Where did the Chosen come from? It’s not important to have a solid location in mind, but it’s important to answer this question. Sometimes, the answer will simply be “I don’t know.” Perhaps the Chosen was secretive about their past. Perhaps you want the questioned to be answered in play. It’s also possible that the answer you come up with here will turn out to be an utter lie. The answer isn’t as important as the simple fact of addressing the question. Much of the rest of the background of the Chosen will be similarly defined. Other questions to answer are: What is the Chosen’s name? Is the Chosen a man, a woman, maybe even a child? What was their personality like? Was he the strong silent type? Did she have a silver tongue and use her beauty as a weapon? Was the Chosen death walking, or a negotiator who never missed an opportunity to solve some dispute or another? It’s a good idea to have someone take notes of all of the conclusions about the Chosen. Each person can and should take their own, but centralized notes will make it easier to keep a shared idea of who and what the Chosen was.

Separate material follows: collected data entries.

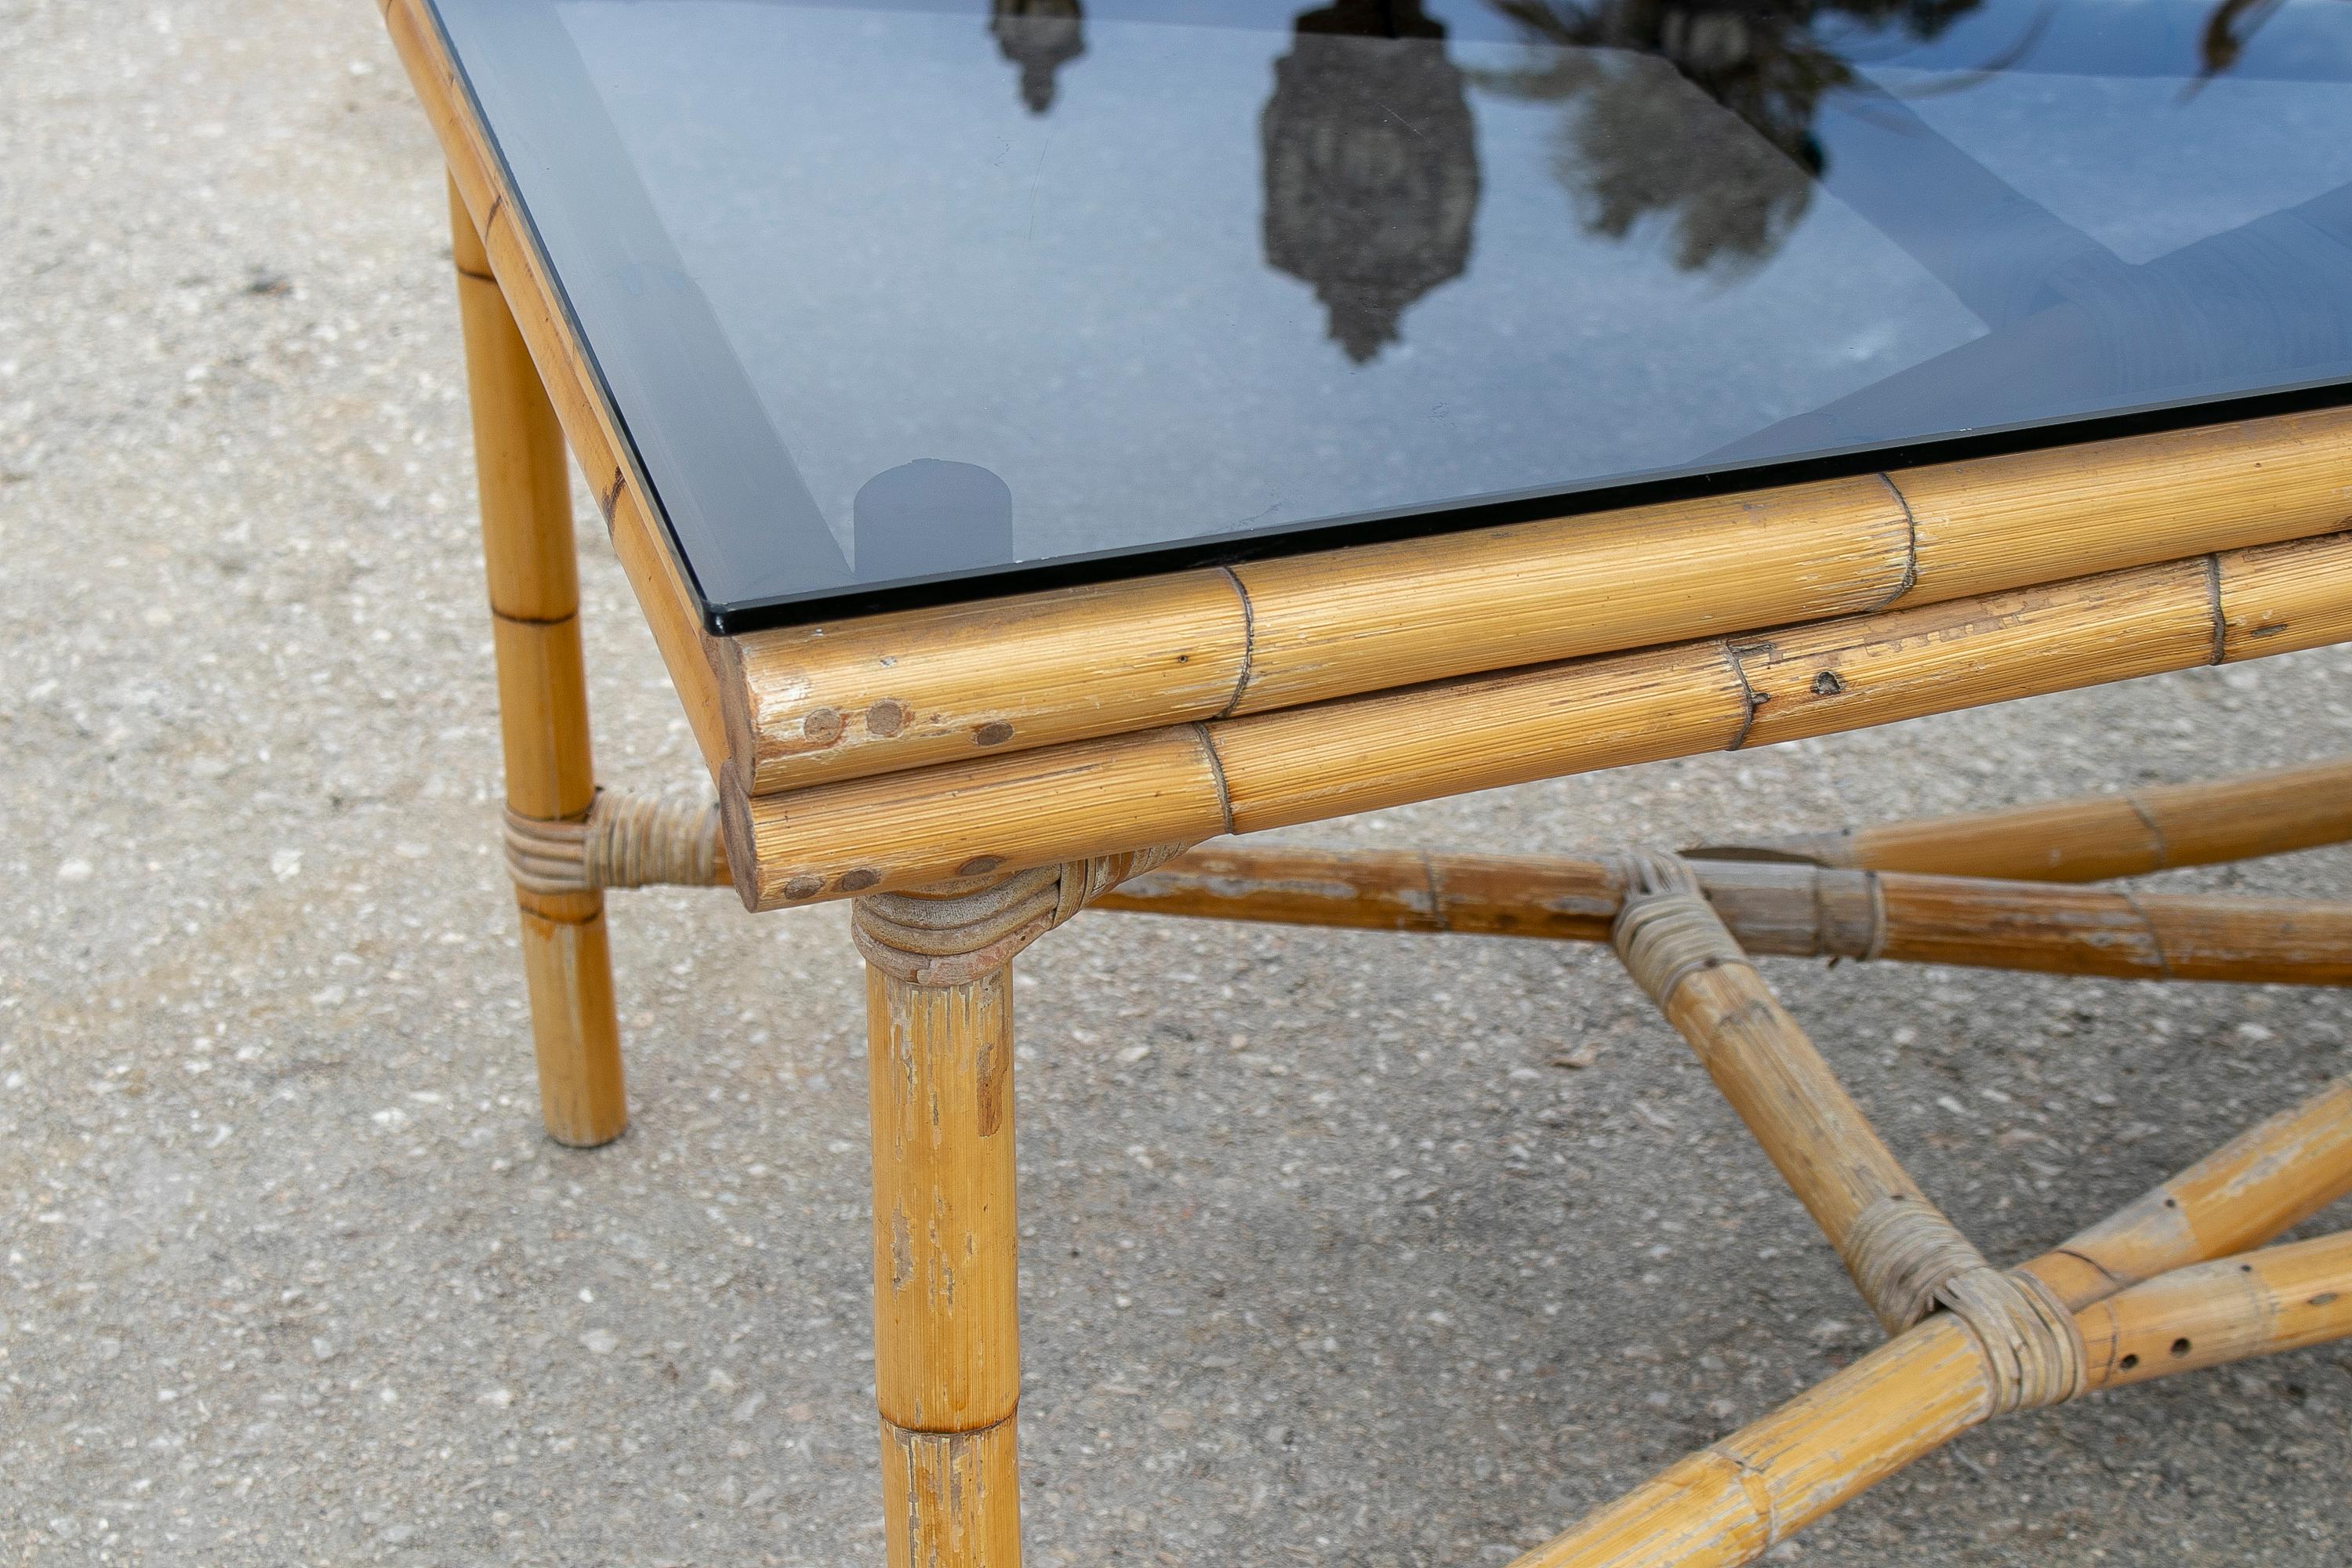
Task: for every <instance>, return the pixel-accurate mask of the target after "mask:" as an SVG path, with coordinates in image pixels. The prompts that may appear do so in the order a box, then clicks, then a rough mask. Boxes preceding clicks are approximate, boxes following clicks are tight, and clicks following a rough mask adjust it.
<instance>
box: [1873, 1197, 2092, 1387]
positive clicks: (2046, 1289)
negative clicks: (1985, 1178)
mask: <svg viewBox="0 0 2352 1568" xmlns="http://www.w3.org/2000/svg"><path fill="white" fill-rule="evenodd" d="M1839 1253H1842V1255H1844V1260H1846V1269H1849V1272H1851V1274H1853V1284H1856V1286H1858V1288H1860V1291H1863V1300H1867V1302H1870V1307H1872V1312H1877V1314H1879V1324H1884V1328H1886V1333H1891V1335H1893V1333H1903V1331H1905V1328H1910V1326H1912V1324H1919V1321H1922V1319H1926V1314H1929V1312H1933V1309H1936V1307H1950V1309H1952V1316H1957V1319H1959V1321H1962V1324H1966V1326H1969V1333H1973V1335H1976V1340H1978V1345H1980V1349H1983V1354H1985V1371H1987V1373H1990V1380H1992V1408H1994V1413H2009V1410H2025V1408H2034V1406H2053V1403H2065V1401H2067V1399H2074V1396H2077V1394H2082V1389H2084V1385H2086V1378H2089V1371H2086V1361H2089V1359H2086V1354H2084V1345H2082V1331H2079V1328H2077V1326H2074V1314H2072V1312H2067V1309H2065V1302H2060V1300H2058V1298H2056V1295H2053V1293H2051V1288H2049V1286H2046V1284H2042V1281H2039V1279H2037V1276H2032V1274H2023V1272H2018V1274H2004V1272H1999V1269H1994V1267H1992V1265H1990V1262H1985V1255H1983V1253H1978V1251H1976V1244H1973V1241H1969V1239H1966V1237H1964V1234H1959V1227H1955V1225H1952V1220H1947V1218H1945V1215H1943V1211H1938V1208H1936V1206H1933V1204H1929V1201H1926V1199H1919V1197H1886V1199H1879V1201H1877V1204H1872V1206H1870V1208H1865V1211H1863V1213H1860V1218H1856V1220H1853V1229H1849V1232H1846V1237H1844V1241H1842V1244H1839Z"/></svg>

This next part is crucial: What was the Chosen’s quest? Every Chosen One to walk in out of the wastelands has some noble or personal goal by the time they start gathering followers. This quest will become a central theme during play, as the actions of the players will address it either by pursuit or neglect of the Chosen’s quest. A litmus test for a good quest is that it should inspire, either by being some grand vision that others can share, or simply by being a stand for something, something that can become a symbol for others. Canonical examples include saving their people from some disaster, vengeance for wrongs done, rescue of kidnapped loved ones, or to return some lost aspect of civilization. Even this may end up being a lie, but don’t decide anything about that during preparation. All efforts to address the quest should be done during play. It should be assumed that your character buys in to the quest in some fashion, be it grudging, fanatical, or anywhere in between.
That’s the final step of setting preparation that needs to be done before you start creating your characters. Many of the items sketched out here will be expanded upon during character creation, and that is by design. By the time you have characters and are ready to play, you should have a pretty solid idea of who the Chosen was, and some of the adventures you’ve shared with them.